22 de Março de 1957. É publicado, na revista “Flama”, o 1º número da Secção “O Gosto do Mistério…”, orientada por Jartur – curiosamente, por lapso tipográfico, identificado como “Mr. Dartur”.

Domingos Cabral, com 15 anos completados recentemente, responde ao problema naquela inserido – “O Táxi Misterioso”, transformando, assim, em “casamento” o “namoro” que à modalidade vinha fazendo há algum tempo, através do contacto com a Secção do “Mundo de Aventuras”, de que era leitor há alguns anos.

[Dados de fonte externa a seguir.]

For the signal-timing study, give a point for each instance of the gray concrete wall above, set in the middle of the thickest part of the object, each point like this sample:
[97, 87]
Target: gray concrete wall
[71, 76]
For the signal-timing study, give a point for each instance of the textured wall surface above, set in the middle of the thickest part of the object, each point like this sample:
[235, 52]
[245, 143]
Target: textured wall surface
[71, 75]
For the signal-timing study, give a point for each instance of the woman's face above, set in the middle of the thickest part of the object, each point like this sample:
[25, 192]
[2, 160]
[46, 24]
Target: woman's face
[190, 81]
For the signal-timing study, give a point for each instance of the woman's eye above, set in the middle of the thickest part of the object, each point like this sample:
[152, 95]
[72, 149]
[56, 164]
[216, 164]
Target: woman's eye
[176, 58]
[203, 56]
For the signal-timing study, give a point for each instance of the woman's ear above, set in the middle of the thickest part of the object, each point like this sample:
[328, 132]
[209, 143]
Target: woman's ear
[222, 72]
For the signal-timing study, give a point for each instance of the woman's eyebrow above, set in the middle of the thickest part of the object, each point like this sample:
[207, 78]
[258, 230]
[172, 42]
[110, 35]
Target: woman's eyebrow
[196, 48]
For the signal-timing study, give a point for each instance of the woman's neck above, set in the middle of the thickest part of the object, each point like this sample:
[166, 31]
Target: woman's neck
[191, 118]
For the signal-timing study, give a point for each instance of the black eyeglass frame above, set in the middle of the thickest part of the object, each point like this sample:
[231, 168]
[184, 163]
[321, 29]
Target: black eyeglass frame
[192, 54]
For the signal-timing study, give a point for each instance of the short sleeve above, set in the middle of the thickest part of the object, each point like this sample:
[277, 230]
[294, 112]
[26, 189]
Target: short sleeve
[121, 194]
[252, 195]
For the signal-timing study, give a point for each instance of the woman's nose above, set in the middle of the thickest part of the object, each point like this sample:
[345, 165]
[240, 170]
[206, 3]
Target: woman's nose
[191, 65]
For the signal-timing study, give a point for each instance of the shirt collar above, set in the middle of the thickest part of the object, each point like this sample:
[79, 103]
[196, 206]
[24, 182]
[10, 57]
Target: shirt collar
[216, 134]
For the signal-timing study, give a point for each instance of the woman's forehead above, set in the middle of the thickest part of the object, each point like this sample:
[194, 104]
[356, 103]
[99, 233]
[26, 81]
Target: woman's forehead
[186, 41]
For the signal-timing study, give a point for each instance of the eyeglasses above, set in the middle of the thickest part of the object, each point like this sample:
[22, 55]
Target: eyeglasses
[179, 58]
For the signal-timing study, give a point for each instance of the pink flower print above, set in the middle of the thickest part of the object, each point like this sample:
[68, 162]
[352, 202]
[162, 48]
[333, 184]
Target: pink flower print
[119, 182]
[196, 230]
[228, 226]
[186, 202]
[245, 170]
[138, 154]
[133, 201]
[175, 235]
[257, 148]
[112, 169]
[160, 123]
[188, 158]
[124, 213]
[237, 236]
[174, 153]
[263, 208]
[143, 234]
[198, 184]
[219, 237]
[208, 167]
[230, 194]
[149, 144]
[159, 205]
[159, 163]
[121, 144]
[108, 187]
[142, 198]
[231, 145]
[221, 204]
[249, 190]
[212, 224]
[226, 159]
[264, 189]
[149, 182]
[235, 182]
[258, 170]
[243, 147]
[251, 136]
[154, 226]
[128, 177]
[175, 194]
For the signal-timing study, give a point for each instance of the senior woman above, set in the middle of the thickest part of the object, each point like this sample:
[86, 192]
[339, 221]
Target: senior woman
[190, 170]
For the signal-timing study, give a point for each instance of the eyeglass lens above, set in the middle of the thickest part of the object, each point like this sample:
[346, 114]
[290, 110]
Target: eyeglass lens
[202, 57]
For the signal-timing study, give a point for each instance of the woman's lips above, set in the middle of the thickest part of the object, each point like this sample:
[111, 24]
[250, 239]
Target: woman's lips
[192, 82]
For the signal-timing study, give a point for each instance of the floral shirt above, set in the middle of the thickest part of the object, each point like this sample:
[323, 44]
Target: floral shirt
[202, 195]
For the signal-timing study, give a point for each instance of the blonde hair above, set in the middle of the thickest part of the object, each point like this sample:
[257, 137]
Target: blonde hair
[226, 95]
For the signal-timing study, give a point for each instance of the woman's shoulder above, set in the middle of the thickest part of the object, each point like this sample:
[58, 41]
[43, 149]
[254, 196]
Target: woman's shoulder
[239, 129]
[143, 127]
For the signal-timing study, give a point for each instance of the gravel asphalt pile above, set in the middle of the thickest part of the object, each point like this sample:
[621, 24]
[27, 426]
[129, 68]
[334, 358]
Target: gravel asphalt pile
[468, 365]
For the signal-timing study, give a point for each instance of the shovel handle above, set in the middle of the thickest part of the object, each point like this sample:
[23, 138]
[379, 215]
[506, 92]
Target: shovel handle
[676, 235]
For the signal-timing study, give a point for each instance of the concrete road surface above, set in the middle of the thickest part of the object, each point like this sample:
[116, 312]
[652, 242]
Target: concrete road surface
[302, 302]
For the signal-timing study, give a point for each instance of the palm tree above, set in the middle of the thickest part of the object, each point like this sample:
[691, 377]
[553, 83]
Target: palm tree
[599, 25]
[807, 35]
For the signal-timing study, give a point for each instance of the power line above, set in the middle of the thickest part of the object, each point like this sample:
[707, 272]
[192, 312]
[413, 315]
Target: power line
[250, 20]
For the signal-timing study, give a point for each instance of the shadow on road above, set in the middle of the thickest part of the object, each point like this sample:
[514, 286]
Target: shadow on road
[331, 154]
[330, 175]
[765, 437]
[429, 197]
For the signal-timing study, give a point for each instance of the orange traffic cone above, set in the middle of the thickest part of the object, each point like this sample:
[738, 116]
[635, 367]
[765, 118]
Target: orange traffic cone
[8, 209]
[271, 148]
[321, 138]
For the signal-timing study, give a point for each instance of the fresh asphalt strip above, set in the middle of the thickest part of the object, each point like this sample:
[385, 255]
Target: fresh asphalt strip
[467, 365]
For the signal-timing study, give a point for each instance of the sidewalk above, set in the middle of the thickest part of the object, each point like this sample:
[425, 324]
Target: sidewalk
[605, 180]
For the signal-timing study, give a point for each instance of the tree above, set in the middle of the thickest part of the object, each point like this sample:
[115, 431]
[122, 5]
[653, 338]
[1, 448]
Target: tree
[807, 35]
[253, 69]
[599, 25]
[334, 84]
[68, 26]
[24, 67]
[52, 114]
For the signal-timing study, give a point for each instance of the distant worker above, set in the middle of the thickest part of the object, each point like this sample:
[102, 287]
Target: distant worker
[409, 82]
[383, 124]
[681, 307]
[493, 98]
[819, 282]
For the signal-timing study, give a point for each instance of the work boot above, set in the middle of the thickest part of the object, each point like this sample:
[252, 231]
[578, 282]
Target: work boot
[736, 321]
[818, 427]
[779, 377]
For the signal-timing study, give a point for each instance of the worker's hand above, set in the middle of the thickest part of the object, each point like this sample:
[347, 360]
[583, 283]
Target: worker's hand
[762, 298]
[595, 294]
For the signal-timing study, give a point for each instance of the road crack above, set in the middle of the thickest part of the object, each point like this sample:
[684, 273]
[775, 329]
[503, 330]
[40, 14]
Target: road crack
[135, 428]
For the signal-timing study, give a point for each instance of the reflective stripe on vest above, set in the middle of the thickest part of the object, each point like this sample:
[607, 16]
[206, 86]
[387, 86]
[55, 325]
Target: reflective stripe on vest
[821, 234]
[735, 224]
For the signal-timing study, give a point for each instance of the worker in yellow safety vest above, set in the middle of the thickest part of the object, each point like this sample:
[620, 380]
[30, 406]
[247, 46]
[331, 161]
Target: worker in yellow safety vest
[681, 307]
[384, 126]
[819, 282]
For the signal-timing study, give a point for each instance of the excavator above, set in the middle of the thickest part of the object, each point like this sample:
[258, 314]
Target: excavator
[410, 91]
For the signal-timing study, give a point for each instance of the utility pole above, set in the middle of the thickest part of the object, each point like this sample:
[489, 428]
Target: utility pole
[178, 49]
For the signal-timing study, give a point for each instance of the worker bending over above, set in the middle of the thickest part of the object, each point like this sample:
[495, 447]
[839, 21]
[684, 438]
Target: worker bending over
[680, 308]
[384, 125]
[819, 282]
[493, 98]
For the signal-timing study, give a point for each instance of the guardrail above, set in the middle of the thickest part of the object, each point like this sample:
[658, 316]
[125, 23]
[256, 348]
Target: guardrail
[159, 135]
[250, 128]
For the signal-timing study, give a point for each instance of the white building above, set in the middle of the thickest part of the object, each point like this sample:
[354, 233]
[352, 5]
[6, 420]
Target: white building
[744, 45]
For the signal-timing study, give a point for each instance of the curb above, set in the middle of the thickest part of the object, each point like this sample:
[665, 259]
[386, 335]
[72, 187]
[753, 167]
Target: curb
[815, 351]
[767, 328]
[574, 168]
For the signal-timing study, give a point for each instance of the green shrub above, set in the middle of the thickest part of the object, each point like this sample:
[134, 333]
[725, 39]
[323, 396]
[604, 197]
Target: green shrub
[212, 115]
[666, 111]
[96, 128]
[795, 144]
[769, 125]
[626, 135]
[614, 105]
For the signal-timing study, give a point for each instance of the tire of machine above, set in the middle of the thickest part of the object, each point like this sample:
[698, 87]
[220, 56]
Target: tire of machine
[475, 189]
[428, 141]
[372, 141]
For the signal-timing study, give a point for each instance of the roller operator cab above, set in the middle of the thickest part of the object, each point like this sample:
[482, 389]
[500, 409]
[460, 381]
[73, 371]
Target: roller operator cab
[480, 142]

Sabendo, por isso, que era habitual o uso de pseudónimo, e perante a dificuldade que sentiu na escolha, rápida, de um, acabou, por associação, por perfilhar o “Inspector Aranha”. É que, naquele problema, o investigador (Marcos Dias), concebido pelo Autor (Jartur), após resolver o caso, dirige-se para o “Clube do Aranhiço”. Escolha pouco feliz, de facto, já que ninguém inicia a construção de um edifício pelo telhado e o principiante começava, nada modestamente, por se designar “Inspector”… De qualquer forma, iniciou-se, assim, um longo caminho…

In Mundo dos Passatempos, 1 de Setembro de 2007

 

 

 

 

 

 

 

Correio Policial, 7 de Maio de 2021

 

 

PRIMÓRDIOS DA PROBLEMÍSTICA POLICIÁRIA PORTUGUESA por DOMINGOS CABRAL (do livro com o mesmo título, a editar)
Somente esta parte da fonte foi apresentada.